She turned to her husband. “Those two no-good gunslingers are still hanging around. I spotted both of them on my way here. One's squatting north of our avenue and the other's due south. Are you going to do something about it before this boy gets himself killed?”

Norton rubbed his jaw. “I expect Marshal Ryan will have a talk with them.”

“He doesn't seem the talking type,” Josey replied.

“Ma'am, those gunslingers want me,” Cole said. “I'll talk to them.”

“Son, they don't want to talk. They're itching to build their reputations, and the only way they can do that is if one of them shoots you in a draw.

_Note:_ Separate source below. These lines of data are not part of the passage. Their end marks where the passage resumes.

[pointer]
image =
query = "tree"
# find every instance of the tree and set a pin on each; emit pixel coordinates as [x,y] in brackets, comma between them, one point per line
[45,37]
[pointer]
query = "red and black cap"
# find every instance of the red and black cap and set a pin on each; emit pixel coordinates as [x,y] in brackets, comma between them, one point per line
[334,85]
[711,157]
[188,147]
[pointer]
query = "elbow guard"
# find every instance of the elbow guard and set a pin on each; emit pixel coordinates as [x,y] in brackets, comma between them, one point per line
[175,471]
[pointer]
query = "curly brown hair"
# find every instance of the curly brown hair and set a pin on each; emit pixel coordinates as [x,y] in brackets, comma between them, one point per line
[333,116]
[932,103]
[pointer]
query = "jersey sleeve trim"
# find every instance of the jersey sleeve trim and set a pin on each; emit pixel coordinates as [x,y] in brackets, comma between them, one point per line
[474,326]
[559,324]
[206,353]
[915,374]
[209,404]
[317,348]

Just don't let them aggravate you into doing anything foolish,” Norton said.

Josey nodded her agreement, then turned to her husband again. “Where do you want me to lay out the plates?”

“It's too stuffy to eat in here,” Norton said. “Why don't you put it all out on my desk?”

Cole waited until Josey had gone into the outer room before speaking to the sheriff again. “Where's Ryan?”

“He'll be along soon. He was headed here, but then he got called over to the telegraph office to pick up a wire. I expect you're anxious to have a word with him.”

Cole nodded. He kept his temper under control by reminding himself that the sheriff had only done Ryan's bidding. It was the marshal who'd ordered Norton to keep Cole in town, and it was also the marshal who'd pinned the star on his vest. Cole had in mind another place for the badge. He thought he might like to pin it to the center of Ryan's forehead. The thought so amused him, he smiled.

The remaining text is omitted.